Since he founded Public Policy Productions, Roger Weisberg has produced thirty-one documentaries on subjects ranging from health care, aging, and the environment to defense policy, child welfare, teen pregnancy, and criminal justice. All documentaries from Public Policy Productions have aired in prime time on PBS in the U.S., and many played on foreign television networks around the world. All were extensively distributed in the home video market and educational market worldwide.
Weisberg's documentaries have won over one hundred awards including Peabody, Emmy, and duPont-Columbia awards. Some of these productions were verite style documentaries with no narration. Others are hosted and narrated by prominent actors including Meryl Streep, Helen Hayes, and James Earl Jones, as well as distinguished journalists including Marvin Kalb, Jane Pauley, and Walter Cronkite. Weisberg's 1993 documentary, ROAD SCHOLAR, and his 2000 documentary, SOUND AND FURY, had broad theatrical releases before airing on PBS. Weisberg received an Academy Award nomination in 2000 for SOUND AND FURY and in 2003 for WHY CAN'T WE BE A FAMILY AGAIN? His most recent productions are NO TOMORROW, a chilling personal story that takes viewers inside a suspenseful death penalty trial and CRITICAL CONDITION, a cinema verite portrait of a diverse group of patients battling critical illness without insurance.
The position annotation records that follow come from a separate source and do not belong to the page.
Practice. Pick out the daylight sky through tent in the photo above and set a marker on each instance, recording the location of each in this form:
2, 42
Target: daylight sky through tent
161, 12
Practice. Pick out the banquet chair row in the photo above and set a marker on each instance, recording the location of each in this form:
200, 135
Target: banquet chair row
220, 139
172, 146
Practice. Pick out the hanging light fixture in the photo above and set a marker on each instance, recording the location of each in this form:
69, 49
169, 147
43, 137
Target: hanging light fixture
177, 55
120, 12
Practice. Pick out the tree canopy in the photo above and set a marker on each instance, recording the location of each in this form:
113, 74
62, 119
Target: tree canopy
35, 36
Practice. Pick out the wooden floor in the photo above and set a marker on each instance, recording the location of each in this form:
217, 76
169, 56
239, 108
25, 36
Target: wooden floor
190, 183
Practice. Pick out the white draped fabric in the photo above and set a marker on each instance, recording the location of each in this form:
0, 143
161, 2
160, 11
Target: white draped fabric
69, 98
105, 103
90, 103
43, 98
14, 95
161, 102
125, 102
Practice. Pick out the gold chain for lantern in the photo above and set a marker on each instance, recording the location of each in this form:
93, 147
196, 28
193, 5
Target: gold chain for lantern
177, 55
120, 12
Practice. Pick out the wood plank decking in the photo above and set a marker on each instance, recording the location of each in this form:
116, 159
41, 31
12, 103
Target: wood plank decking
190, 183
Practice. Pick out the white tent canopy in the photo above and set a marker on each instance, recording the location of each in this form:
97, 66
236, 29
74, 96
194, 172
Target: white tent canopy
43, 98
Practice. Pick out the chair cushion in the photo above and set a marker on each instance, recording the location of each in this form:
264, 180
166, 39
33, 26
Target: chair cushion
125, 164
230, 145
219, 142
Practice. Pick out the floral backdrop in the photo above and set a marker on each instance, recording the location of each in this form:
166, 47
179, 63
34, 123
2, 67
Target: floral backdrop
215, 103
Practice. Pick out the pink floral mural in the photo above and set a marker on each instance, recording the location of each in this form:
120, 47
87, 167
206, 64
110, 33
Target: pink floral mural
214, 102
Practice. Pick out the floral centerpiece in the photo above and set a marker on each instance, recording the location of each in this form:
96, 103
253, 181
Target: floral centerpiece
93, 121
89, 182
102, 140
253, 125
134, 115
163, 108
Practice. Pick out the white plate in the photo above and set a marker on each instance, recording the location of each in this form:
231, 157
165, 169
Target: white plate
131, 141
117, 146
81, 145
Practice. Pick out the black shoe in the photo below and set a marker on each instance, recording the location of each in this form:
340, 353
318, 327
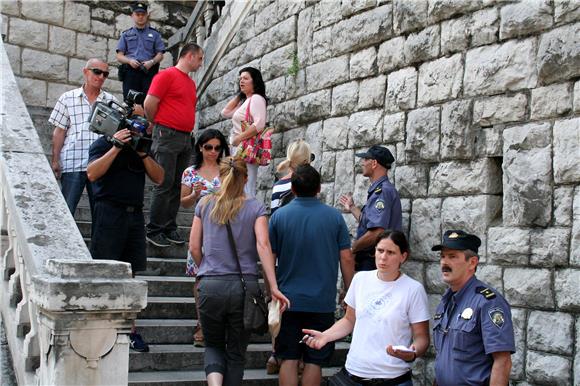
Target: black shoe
159, 240
137, 343
174, 238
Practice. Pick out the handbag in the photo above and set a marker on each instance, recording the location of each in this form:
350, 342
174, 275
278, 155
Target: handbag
258, 149
255, 310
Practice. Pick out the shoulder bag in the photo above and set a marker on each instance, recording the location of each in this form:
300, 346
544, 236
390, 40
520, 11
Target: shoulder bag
255, 310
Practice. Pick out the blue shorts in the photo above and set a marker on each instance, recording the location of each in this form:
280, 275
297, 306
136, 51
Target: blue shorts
287, 346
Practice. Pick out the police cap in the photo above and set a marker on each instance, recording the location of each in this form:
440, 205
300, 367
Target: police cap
460, 240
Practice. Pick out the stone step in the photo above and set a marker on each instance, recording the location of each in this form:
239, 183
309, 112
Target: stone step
177, 331
187, 357
252, 377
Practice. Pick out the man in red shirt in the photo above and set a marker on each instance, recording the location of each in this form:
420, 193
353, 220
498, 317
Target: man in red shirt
170, 104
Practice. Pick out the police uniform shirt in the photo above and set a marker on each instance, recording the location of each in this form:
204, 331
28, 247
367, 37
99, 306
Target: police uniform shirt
382, 209
141, 44
468, 327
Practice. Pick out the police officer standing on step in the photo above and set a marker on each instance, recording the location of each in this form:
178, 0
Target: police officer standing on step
140, 50
382, 210
472, 326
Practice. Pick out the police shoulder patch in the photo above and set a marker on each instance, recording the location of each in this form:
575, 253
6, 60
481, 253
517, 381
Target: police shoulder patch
496, 315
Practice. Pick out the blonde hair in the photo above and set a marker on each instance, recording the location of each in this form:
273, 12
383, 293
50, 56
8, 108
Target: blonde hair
229, 199
297, 153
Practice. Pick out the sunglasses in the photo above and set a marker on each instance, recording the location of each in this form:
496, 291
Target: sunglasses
98, 72
208, 147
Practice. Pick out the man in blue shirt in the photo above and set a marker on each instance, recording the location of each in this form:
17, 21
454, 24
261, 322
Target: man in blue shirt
382, 210
140, 50
472, 326
309, 239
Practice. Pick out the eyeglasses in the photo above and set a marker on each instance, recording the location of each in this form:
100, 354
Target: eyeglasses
208, 147
98, 72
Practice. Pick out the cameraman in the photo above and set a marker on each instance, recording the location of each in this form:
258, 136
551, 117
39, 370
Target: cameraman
118, 176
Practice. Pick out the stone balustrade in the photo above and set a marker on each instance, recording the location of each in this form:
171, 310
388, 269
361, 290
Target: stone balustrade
66, 317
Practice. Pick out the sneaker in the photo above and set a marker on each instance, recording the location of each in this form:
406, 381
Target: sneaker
174, 237
137, 343
159, 240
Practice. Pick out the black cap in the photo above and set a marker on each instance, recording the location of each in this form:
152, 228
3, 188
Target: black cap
379, 153
139, 7
460, 240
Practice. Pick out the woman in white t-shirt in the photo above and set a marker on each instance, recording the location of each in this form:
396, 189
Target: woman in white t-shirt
388, 315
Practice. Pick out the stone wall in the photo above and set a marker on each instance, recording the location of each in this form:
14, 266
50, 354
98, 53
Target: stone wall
49, 42
480, 103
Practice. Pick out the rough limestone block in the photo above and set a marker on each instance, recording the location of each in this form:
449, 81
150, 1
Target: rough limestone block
528, 287
39, 10
566, 11
551, 101
327, 73
33, 91
547, 369
409, 15
566, 150
440, 80
474, 214
422, 135
559, 54
313, 106
78, 17
401, 90
394, 128
499, 68
567, 289
89, 46
411, 180
457, 135
518, 358
344, 98
511, 245
362, 30
374, 94
43, 65
563, 197
525, 18
527, 178
277, 62
457, 177
423, 45
28, 33
365, 128
389, 56
61, 41
363, 63
425, 228
550, 247
499, 109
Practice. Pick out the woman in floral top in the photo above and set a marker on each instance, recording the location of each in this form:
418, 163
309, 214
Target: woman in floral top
202, 177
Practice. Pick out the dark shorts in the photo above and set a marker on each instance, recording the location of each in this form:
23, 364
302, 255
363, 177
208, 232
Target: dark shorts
119, 234
287, 346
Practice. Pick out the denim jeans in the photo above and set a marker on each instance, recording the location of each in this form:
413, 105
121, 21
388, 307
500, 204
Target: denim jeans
72, 186
172, 150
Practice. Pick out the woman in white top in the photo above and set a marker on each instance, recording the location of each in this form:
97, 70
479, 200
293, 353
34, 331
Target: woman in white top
388, 315
250, 106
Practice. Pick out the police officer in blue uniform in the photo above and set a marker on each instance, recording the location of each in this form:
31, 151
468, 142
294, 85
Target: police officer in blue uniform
472, 326
139, 50
381, 211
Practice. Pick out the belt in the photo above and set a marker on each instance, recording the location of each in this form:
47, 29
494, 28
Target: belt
380, 381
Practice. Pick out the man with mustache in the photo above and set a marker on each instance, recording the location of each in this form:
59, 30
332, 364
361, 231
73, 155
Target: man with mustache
472, 326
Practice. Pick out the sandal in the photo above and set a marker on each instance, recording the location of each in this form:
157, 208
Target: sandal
198, 340
273, 364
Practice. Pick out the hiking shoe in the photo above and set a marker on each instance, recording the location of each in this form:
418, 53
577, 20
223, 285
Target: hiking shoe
174, 237
137, 343
159, 240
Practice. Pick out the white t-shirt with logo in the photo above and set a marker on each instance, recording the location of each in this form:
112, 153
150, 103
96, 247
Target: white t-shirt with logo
384, 314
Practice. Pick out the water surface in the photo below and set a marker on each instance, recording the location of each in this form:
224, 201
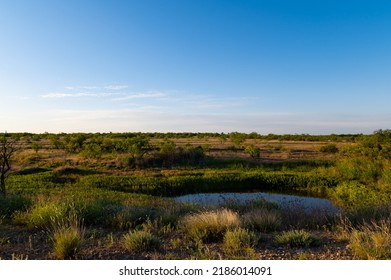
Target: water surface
283, 200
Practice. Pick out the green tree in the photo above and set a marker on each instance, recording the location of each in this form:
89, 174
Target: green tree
253, 151
7, 149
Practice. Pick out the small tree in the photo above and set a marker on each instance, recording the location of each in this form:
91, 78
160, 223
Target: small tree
7, 148
253, 151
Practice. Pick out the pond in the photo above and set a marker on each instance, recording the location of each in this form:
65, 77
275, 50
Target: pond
283, 200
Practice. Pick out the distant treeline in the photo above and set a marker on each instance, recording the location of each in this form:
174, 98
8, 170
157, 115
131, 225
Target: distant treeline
223, 136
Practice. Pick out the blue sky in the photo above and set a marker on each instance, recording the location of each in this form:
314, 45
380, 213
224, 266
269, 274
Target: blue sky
316, 67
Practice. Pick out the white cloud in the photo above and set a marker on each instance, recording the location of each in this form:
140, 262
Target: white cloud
65, 95
140, 95
116, 87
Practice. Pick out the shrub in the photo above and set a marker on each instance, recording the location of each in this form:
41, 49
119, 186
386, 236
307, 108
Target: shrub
296, 239
210, 225
263, 220
372, 241
140, 241
239, 242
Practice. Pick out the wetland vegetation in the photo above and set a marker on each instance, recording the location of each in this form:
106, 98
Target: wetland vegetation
112, 196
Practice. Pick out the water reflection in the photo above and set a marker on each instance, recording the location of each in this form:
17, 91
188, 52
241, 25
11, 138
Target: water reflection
283, 200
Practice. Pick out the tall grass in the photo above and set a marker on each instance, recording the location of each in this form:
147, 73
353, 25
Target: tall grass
209, 225
263, 220
139, 241
239, 243
372, 241
297, 239
68, 236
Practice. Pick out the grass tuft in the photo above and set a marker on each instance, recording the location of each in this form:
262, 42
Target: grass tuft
139, 241
239, 243
263, 220
210, 225
297, 239
372, 241
68, 237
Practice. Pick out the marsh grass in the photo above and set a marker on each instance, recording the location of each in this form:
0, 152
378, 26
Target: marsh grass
45, 214
209, 225
68, 236
263, 220
372, 241
239, 243
139, 241
13, 203
297, 239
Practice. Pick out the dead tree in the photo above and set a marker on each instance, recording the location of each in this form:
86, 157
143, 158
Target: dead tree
7, 148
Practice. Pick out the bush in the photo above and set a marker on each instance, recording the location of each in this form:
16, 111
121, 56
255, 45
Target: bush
138, 241
239, 243
210, 225
372, 241
296, 239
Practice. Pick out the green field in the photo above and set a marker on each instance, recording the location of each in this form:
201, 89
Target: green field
110, 196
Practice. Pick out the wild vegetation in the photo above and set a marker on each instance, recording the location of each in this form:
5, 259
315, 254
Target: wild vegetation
111, 196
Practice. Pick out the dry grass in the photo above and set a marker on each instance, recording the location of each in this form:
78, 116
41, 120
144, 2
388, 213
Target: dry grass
68, 237
372, 241
139, 241
239, 243
264, 220
209, 225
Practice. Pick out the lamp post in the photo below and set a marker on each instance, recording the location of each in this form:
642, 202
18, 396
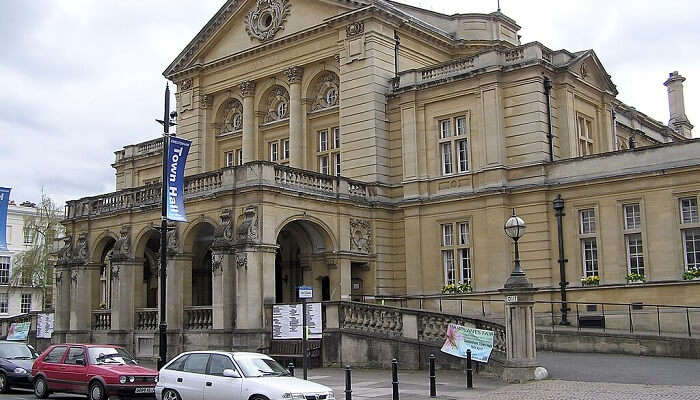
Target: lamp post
515, 229
558, 205
163, 326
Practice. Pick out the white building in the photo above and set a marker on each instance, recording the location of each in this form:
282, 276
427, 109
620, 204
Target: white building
18, 298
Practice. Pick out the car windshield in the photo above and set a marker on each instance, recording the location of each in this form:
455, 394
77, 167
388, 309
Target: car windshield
259, 366
110, 355
16, 351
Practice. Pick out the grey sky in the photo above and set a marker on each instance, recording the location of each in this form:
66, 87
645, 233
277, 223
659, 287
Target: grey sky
81, 79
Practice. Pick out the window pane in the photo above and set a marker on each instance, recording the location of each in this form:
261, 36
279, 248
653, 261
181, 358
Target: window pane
689, 210
445, 129
635, 254
587, 221
589, 250
465, 265
446, 149
448, 263
633, 216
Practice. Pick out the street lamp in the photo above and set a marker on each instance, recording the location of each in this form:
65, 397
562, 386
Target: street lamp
515, 229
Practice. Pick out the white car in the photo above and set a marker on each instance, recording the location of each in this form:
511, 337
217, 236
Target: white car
220, 375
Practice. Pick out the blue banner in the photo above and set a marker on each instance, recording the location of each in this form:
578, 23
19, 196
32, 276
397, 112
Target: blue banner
4, 201
177, 157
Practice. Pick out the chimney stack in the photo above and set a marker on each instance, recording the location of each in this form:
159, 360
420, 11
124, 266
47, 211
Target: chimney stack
676, 105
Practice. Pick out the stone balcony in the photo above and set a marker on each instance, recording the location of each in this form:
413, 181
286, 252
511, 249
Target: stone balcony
253, 175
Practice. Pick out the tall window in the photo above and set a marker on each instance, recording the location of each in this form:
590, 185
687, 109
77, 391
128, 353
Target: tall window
4, 270
690, 232
328, 151
589, 242
26, 304
633, 238
455, 246
4, 305
584, 129
454, 145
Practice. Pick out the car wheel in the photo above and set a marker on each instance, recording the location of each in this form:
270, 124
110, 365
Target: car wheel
97, 391
3, 384
169, 394
41, 388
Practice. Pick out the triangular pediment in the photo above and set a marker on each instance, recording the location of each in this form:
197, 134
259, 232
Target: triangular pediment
588, 67
244, 24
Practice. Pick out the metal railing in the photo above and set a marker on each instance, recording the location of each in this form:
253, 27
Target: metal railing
612, 317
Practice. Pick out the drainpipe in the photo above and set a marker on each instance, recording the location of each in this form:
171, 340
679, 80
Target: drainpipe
558, 205
396, 53
547, 92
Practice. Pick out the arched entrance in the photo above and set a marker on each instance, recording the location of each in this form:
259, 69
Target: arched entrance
301, 259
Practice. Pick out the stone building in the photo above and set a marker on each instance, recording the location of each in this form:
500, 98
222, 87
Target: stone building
373, 148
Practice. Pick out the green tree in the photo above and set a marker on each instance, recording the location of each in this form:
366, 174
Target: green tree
34, 266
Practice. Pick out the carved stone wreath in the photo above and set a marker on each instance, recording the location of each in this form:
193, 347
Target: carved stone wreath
277, 104
360, 235
326, 92
268, 18
233, 116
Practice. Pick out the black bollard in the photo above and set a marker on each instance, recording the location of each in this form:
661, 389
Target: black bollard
469, 370
348, 383
433, 392
395, 379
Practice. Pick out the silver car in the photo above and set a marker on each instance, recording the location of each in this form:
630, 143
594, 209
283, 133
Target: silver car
219, 375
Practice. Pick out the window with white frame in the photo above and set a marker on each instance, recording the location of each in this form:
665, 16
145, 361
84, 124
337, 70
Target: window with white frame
4, 270
328, 151
690, 231
584, 128
634, 244
456, 252
589, 242
454, 145
4, 303
26, 304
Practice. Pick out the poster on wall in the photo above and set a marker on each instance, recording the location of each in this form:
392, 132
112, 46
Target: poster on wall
18, 331
286, 321
44, 326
Recently, Weisberg released MONEY AND MEDICINE, an investigation of the health care cost crisis that is bankrupting American.
Uwe Reinhardt
Uwe Reinhardt is the James Madison Professor of Political Economy at Princeton University. Recognized as one of the nation's leading authorities on health care economics, Reinhardt has been a member of the Institute of Medicine of the National Academy of Sciences since 1978. He is a past president of the Association of Health Services Research. From 1986 to 1995 he served as a commissioner on the Physician Payment Review Committee, established in 1986 by Congress to advise it on issues related to the payment of physicians. He is a senior associate of the Judge Institute for Management of Cambridge University, UK, and a trustee of Duke University, and the Duke University Health System. Reinhardt is or was a member of numerous editorial boards, among them the Journal of Health Economics, the Milbank Memorial Quarterly, Health Affairs, the New England Journal of Medicine, and the Journal of the American Medical Association. Ph.D. Yale University.
Tsung-Mei Cheng
Tsung-Mei Cheng is a Health Policy Research Analyst at the Woodrow Wilson School of Public and International Affairs. She is an expert on comparative health systems with an emphasis on Asian countries. Cheng writes and lectures internationally on topics ranging from single payer systems, health systems change, health care technology assessment and comparative effectiveness research, health care quality, financing, pay for performance focusing on East Asian health systems, to the impact of the WTO and GATS on national health policy. She is the co-founder of the Princeton Conference, an annual national conference on health policy that brings together the U.S. Congress, government, and the research community on issues affecting health care and health policy in the United States.